The script for The Defiant Ones was brought to Kramer's company by two relative unknowns - Harold Jacob Smith and Nathan E. Douglas. Smith had one previous film to his credit - his novel The Highest Mountain had been adapted for the screen as The River's Edge (1957), a crime thriller starring Ray Milland and Anthony Quinn. Nathan E. Douglas had no film background at all...or so it was thought. But his real name was Nedrick Young, and he had been blacklisted for refusing to name names to Congress during the anti-Communist witch hunts of the early fifties. His last credit had been for story only (as Ned Young) on the Elvis Presley movie Jailhouse Rock (1957). Before that he had fronted for another blacklisted writer, Alvah Bessie, on Passage West (1951), and had a handful of B-movie screenplays to his credit. As Ned Young, he also acted in a number of films, including the cult classics Gun Crazy (1950) and House of Wax (1953). It was risky for Kramer to consider producing a blacklisted writer╒s work, but it was exactly the kind of risk the producer-director was most likely to take, especially for a script he found as "interesting and refreshing" as The Defiant Ones.

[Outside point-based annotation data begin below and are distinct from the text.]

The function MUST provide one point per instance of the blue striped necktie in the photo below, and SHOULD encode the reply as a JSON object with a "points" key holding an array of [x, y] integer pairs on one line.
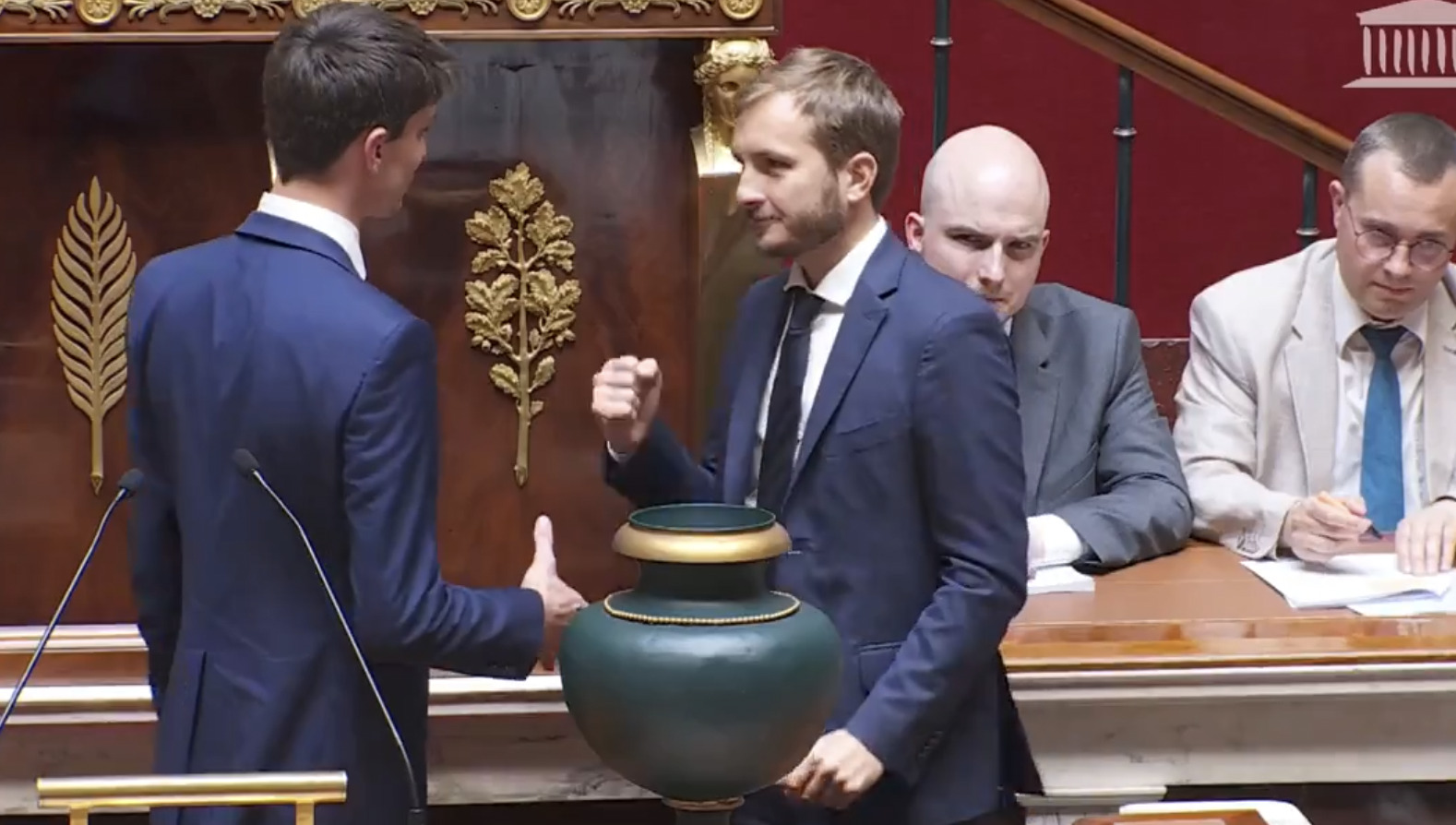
{"points": [[1382, 476]]}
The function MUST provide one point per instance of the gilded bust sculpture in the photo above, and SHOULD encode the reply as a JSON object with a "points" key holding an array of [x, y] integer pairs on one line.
{"points": [[724, 67], [728, 257]]}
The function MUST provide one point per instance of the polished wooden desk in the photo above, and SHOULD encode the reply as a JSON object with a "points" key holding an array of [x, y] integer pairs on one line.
{"points": [[1179, 671]]}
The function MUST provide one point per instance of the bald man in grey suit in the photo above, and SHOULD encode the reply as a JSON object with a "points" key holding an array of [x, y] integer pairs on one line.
{"points": [[1104, 487]]}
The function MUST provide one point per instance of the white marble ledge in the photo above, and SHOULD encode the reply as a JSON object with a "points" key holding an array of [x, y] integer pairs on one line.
{"points": [[453, 694]]}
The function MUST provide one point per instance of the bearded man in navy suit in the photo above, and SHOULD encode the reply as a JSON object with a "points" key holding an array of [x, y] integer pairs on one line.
{"points": [[869, 403]]}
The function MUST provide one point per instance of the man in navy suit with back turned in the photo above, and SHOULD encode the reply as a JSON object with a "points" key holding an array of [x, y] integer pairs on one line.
{"points": [[871, 405], [271, 340]]}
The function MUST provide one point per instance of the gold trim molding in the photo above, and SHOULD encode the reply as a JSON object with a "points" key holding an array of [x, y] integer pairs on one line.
{"points": [[102, 13], [90, 290], [523, 312]]}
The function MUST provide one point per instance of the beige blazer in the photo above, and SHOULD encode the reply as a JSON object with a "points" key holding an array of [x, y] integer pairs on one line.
{"points": [[1257, 403]]}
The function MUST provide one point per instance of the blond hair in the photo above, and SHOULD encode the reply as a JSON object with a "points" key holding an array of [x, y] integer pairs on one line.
{"points": [[851, 108]]}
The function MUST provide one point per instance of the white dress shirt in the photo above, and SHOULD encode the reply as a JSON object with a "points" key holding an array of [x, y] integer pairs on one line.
{"points": [[332, 224], [834, 288], [1355, 364]]}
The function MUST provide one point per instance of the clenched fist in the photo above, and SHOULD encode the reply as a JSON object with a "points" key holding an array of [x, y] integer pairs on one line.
{"points": [[559, 601], [624, 398]]}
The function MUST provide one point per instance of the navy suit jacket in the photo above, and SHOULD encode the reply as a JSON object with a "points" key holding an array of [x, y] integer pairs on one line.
{"points": [[906, 520], [269, 340]]}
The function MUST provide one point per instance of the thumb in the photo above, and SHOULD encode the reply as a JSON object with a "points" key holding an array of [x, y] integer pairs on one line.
{"points": [[544, 544], [648, 375]]}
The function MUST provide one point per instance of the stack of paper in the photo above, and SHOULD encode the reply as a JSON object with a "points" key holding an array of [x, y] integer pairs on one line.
{"points": [[1060, 580], [1350, 580]]}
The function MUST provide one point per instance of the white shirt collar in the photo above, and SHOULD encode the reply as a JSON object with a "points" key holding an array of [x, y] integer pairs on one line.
{"points": [[332, 224], [1350, 317], [839, 282]]}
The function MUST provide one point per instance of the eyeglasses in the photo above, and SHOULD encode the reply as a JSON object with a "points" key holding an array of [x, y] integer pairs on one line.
{"points": [[1378, 246]]}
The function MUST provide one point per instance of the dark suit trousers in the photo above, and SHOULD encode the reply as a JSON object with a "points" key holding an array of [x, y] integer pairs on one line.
{"points": [[884, 805]]}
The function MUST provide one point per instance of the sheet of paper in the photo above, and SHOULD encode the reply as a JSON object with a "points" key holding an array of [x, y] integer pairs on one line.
{"points": [[1060, 580], [1408, 604], [1344, 580]]}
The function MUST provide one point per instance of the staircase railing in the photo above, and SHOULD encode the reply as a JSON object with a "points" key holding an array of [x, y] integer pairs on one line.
{"points": [[1138, 53]]}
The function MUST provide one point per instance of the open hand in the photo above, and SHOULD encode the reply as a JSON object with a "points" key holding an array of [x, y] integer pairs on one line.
{"points": [[836, 771], [1317, 525]]}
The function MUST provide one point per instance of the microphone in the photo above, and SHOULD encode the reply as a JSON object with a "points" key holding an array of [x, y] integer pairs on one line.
{"points": [[248, 466], [125, 487]]}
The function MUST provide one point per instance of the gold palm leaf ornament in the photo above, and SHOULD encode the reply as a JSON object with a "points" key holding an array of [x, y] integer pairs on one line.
{"points": [[93, 268], [523, 312]]}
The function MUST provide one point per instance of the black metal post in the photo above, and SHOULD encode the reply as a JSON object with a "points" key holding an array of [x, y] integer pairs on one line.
{"points": [[942, 70], [1307, 230], [1123, 227]]}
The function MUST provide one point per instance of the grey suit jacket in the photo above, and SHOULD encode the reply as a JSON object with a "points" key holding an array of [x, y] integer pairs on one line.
{"points": [[1095, 448]]}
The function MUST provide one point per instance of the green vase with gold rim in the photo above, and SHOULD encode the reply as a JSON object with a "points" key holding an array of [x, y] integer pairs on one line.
{"points": [[700, 684]]}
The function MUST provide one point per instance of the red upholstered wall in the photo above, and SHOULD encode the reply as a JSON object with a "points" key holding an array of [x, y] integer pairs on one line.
{"points": [[1207, 198]]}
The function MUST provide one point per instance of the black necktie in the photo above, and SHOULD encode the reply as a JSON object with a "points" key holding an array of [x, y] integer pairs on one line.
{"points": [[781, 436]]}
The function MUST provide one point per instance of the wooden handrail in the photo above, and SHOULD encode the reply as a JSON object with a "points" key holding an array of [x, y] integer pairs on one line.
{"points": [[1191, 80]]}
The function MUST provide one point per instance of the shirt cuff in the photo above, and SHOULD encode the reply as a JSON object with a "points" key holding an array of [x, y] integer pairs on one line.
{"points": [[1058, 543]]}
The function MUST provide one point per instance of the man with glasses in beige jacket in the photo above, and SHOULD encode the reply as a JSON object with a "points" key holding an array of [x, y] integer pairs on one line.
{"points": [[1319, 399]]}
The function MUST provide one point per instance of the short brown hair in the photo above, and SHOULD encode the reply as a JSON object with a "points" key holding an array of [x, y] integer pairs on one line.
{"points": [[1425, 146], [849, 105], [342, 70]]}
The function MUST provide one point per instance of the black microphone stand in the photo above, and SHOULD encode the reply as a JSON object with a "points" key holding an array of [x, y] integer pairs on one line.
{"points": [[127, 486]]}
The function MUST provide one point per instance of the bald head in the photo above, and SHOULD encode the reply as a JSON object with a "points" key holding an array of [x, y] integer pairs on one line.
{"points": [[983, 214], [989, 168]]}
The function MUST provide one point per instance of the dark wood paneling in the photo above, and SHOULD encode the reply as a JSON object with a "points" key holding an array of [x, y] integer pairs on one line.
{"points": [[173, 133], [604, 126]]}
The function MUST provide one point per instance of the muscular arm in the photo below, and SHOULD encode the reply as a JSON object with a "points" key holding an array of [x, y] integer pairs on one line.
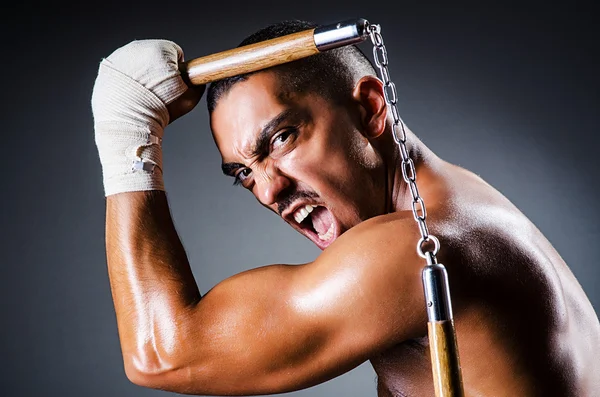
{"points": [[272, 329]]}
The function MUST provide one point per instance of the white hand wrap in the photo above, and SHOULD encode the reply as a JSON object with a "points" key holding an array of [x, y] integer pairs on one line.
{"points": [[133, 87]]}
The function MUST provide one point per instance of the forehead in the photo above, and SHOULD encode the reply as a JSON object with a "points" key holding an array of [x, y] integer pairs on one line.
{"points": [[246, 108]]}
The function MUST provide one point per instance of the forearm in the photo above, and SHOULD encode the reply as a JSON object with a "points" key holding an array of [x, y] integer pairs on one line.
{"points": [[153, 287]]}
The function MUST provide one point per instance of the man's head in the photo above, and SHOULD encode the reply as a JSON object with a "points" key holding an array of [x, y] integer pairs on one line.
{"points": [[301, 136]]}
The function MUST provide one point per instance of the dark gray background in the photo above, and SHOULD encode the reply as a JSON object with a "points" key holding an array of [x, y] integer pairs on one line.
{"points": [[509, 91]]}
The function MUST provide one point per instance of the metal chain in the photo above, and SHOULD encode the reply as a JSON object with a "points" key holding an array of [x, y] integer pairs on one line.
{"points": [[398, 131]]}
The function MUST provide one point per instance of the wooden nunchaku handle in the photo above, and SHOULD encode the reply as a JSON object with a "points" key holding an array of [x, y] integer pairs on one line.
{"points": [[444, 358], [273, 52], [445, 362]]}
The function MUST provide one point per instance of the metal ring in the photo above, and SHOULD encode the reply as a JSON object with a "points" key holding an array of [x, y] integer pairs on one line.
{"points": [[436, 246]]}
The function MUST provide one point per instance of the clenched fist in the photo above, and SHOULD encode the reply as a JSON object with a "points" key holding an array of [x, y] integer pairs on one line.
{"points": [[137, 93]]}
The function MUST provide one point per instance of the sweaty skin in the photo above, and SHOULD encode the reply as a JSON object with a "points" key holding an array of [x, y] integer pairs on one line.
{"points": [[524, 325]]}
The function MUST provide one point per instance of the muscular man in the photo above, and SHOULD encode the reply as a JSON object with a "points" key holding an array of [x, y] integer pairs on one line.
{"points": [[312, 141]]}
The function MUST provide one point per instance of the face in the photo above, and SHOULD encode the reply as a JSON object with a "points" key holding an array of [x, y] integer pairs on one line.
{"points": [[303, 157]]}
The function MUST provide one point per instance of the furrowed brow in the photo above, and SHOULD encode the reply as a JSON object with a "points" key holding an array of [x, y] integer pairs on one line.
{"points": [[230, 168], [263, 140]]}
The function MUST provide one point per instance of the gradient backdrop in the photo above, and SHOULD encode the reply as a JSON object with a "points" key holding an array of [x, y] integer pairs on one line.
{"points": [[508, 91]]}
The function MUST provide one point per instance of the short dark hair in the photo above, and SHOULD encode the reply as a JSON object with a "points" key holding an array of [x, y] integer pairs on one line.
{"points": [[331, 74]]}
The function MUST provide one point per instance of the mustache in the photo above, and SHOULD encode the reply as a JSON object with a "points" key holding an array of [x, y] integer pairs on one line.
{"points": [[288, 200]]}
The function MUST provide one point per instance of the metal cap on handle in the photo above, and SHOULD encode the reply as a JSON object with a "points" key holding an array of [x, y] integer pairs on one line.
{"points": [[437, 292], [341, 34]]}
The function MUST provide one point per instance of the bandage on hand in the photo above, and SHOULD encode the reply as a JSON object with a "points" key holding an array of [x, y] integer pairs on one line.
{"points": [[134, 86]]}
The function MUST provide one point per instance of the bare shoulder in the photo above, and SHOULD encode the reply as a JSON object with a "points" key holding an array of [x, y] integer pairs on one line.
{"points": [[513, 289]]}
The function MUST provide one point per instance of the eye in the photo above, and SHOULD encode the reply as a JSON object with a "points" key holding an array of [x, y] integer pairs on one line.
{"points": [[283, 137], [242, 175]]}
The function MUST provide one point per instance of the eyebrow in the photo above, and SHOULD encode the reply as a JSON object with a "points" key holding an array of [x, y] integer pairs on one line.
{"points": [[262, 142]]}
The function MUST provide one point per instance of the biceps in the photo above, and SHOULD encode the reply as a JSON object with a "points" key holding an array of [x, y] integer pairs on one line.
{"points": [[274, 330]]}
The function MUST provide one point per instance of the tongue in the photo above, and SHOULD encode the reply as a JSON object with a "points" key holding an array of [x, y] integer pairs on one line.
{"points": [[322, 219]]}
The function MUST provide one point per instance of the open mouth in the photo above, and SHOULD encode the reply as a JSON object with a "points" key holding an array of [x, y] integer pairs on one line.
{"points": [[317, 223]]}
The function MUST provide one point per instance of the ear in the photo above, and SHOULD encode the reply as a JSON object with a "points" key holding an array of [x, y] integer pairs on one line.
{"points": [[368, 93]]}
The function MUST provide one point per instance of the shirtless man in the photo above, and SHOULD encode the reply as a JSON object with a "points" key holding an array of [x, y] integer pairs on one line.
{"points": [[316, 135]]}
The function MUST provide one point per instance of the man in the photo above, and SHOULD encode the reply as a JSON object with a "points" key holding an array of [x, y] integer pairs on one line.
{"points": [[312, 141]]}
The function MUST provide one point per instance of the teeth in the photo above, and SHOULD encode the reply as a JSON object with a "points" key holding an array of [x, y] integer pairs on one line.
{"points": [[303, 212], [328, 235]]}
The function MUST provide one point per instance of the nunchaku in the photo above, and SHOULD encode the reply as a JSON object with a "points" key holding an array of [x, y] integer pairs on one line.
{"points": [[445, 361]]}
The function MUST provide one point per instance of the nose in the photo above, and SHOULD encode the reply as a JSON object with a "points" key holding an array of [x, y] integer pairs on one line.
{"points": [[270, 185]]}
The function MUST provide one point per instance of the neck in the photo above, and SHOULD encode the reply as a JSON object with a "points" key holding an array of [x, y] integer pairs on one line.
{"points": [[399, 193]]}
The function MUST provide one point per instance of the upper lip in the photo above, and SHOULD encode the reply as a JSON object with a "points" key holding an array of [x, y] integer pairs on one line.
{"points": [[288, 215]]}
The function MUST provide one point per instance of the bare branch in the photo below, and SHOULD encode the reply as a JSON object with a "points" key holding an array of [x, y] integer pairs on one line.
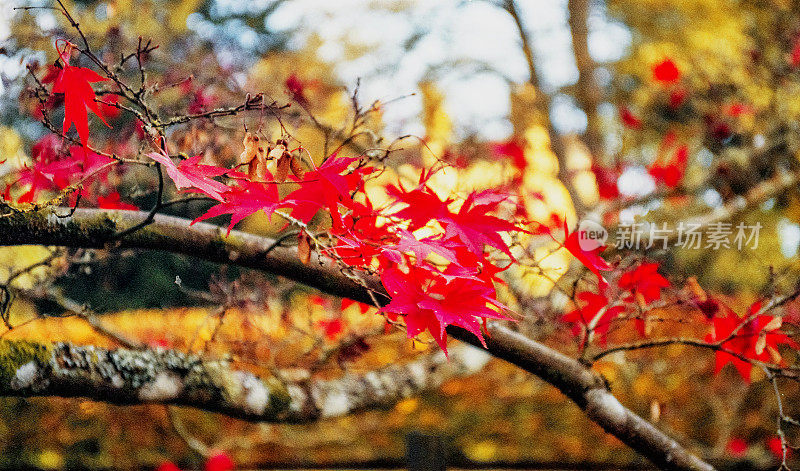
{"points": [[95, 227]]}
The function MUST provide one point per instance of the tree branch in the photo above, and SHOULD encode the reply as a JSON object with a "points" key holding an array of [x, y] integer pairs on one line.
{"points": [[587, 94], [170, 377], [95, 228]]}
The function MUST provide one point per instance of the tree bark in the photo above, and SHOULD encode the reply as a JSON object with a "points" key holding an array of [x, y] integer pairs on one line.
{"points": [[96, 228], [162, 376]]}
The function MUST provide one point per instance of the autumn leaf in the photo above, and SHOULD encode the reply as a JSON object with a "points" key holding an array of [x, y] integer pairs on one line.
{"points": [[219, 462], [671, 172], [666, 72], [190, 174], [75, 84], [629, 119], [644, 280], [113, 201], [243, 200], [591, 259], [593, 313]]}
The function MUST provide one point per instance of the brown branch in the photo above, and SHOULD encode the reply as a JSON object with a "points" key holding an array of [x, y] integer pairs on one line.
{"points": [[95, 227], [588, 93], [170, 377]]}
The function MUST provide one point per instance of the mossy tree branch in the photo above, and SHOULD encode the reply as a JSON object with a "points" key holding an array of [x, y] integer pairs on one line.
{"points": [[170, 377], [95, 228]]}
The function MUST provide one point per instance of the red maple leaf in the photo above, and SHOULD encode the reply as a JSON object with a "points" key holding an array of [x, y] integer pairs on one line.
{"points": [[666, 71], [55, 169], [606, 179], [190, 174], [423, 205], [430, 302], [363, 308], [671, 172], [644, 280], [512, 149], [595, 315], [245, 199], [794, 56], [421, 248], [331, 328], [757, 338], [75, 84], [168, 466], [475, 227], [677, 98], [325, 187], [629, 119]]}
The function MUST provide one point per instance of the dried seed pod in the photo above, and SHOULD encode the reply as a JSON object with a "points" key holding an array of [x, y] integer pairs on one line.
{"points": [[304, 247], [297, 167], [249, 153], [282, 167], [276, 153]]}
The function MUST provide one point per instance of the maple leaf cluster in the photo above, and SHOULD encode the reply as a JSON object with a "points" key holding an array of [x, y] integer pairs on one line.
{"points": [[433, 281], [437, 258]]}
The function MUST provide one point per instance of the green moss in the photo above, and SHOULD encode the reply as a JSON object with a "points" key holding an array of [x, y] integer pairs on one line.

Prior to The Defiant Ones, Sidney Poitier had been gaining more and more recognition through his work in such films as Cry the Beloved Country (1952), The Blackboard Jungle (1955), and Edge of the City (1957). He had been called to Hollywood to meet with Sam Goldwyn concerning the role of Porgy in the film version of Porgy and Bess (1959), and while there his agent suggested they go see Stanley Kramer. Poitier greatly admired Home of the Brave (1949), the racial-themed film Kramer had produced, and Kramer's commitment "to address head-on those issues other producers were inclined to dance around." According to his autobiography, This Life (Knopf, 1980), Poitier read the script immediately "in a state of sweaty-palmed excitement." Then Poitier, Kramer, and the two writers quickly organized script meetings to kick around ideas and strengthen the piece. There was one hitch. Poitier wanted out of the Goldwyn picture which he felt lacked the acting challenges of The Defiant Ones. Poitier wrote that Kramer's film was "a rare look at a movie character exemplifying the dignity of our people, something that Hollywood had systematically ignored in its shameless capitulation to racism." But he knew if he backed out of Porgy and Bess, he could ruin his ruin in Hollywood, and Kramer was not willing to incur the wrath of the big studios either. He told Poitier that unless he went through with the Goldwyn picture or obtained an absolute firm release from the producer, Kramer would not sign him to do his picture. The release never came. As much as Poitier wanted out, he decided not to buck the system and anger Goldwyn. Still, the actor says Porgy is a role he regrets to this day.